Astrocytes, present in large numbers in the brain, have an important protective function. These cells secrete apolipoprotein E (or APOE), a small protein that forms particles containing lipids and vitamins to nourish neurons.
It also detoxifies neurons by freeing them from “lipid waste” which could become harmful if not removed. Since neurons are unable to eliminate this waste on their own, APOE comes into play to collect it and bring it back to astrocytes where it is destroyed.
The gene that codes for APOE exists in three frequent variants in humans: APOE2, present in 8% of the population, APOE3, the most common, and APOE4, which is found in almost 15% of people and increases the risk to develop Alzheimer's disease by a factor of ten.
“The reasons why APOE4 increases the risk of Alzheimer's disease so significantly are not well understood,” explains Anne-Claude Gavin, professor at the Department of Cellular Physiology and Metabolism at the UNIGE Faculty of Medicine and holder of a chair from the Louis-Jeantet Foundation. , who led this research together with Viktor Lakics, a researcher and biological area leader in neuroscience discovery at AbbVie.
What are the mechanisms behind APOE4 dysfunction? And above all, could they serve as a basis for prevention or therapy? To answer these questions, Anne-Claude Gavin and her team joined forces with scientists from the European Molecular Biology Laboratory (EMBL), the University of Zurich and AbbVie.
Working on these questions, the research team identified new molecular mechanisms that explain how APOE binds to astrocyte membranes to sense and extract the lipids it needs.
Using human cell lines with different APOE variants, in vitro experiments have shown that APOE is very efficient at transporting potentially harmful lipids produced in neurons.
“And to our great surprise, the APOE4 variant turned out to be even more efficient than the other forms,” reveals Katharina Beckenbauer, former post-doc in Anne-Claude Gavin's group, senior scientist at AbbVie and one of the first authors of the study's work .
“So, contrary to what we thought until now, the problem is not that APOE4 stops working, but quite the opposite.
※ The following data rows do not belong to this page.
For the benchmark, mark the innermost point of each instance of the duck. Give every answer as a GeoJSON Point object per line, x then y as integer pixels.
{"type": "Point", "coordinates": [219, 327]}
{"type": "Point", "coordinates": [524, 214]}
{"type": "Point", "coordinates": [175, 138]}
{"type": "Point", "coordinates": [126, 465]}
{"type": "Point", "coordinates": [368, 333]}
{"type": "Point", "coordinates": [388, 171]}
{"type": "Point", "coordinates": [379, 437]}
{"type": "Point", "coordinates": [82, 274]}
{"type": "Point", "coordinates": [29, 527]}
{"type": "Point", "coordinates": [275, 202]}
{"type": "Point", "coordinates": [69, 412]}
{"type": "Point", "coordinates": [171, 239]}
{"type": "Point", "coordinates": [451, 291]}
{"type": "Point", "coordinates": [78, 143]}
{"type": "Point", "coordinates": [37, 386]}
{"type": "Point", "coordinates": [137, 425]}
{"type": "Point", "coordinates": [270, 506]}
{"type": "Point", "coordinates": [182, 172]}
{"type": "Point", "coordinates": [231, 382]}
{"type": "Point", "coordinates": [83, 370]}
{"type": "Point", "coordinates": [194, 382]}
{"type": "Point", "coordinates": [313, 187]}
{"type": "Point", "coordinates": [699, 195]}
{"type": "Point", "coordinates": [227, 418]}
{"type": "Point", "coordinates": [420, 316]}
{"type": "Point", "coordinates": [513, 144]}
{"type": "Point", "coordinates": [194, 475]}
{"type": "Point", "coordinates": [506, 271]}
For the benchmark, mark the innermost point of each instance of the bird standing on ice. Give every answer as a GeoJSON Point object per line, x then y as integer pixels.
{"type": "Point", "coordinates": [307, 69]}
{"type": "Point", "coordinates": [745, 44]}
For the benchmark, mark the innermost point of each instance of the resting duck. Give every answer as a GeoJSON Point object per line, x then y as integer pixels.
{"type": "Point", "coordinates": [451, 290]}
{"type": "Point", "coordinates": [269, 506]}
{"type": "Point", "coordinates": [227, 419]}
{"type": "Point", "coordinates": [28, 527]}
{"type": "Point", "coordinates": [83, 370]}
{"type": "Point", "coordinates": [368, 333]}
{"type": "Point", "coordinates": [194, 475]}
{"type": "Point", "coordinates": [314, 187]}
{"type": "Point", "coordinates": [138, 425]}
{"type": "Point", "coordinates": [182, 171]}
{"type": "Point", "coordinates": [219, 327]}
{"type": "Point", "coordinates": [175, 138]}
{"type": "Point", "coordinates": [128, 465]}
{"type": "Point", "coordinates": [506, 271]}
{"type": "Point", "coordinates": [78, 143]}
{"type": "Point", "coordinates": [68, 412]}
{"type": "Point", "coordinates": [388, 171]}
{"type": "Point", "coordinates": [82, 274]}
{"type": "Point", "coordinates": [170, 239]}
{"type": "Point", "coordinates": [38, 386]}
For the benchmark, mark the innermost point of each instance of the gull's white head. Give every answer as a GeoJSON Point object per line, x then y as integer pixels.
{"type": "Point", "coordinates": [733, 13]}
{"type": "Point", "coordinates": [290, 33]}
And the mechanism goes haywire.”
As astrocytes age, they become less efficient and begin to accumulate lipids instead of destroying them.
“We modeled this process experimentally and observed the molecules secreted by astrocytes,” explains Karina Lindner, a Ph.D. student in Anne-Claude Gavin's laboratory and one of the first authors of this work.
“We observed that cellular aging diverts APOE from its primary function – transporting lipids to neurons and also recovering lipids from them – towards the secretion of triglycerides, particular lipid species that could become harmful if not removed.”
And this phenomenon is exacerbated by APOE4: it stimulates the secretion of triglycerides, leading to their uncontrolled accumulation.
This deleterious accumulation of potentially harmful lipids may well be a major contributor to neuronal death, a hallmark of Alzheimer's disease. “APOE4 would therefore have the ability to accelerate the pathological process of the disease through the mechanism we have discovered.”
To better understand the details of the action of APOE and especially of the E4 variant, UNIGE scientists now want to determine how the secretion of these potentially harmful lipids is regulated and whether this secretion can be detected in people suffering from Alzheimer's disease.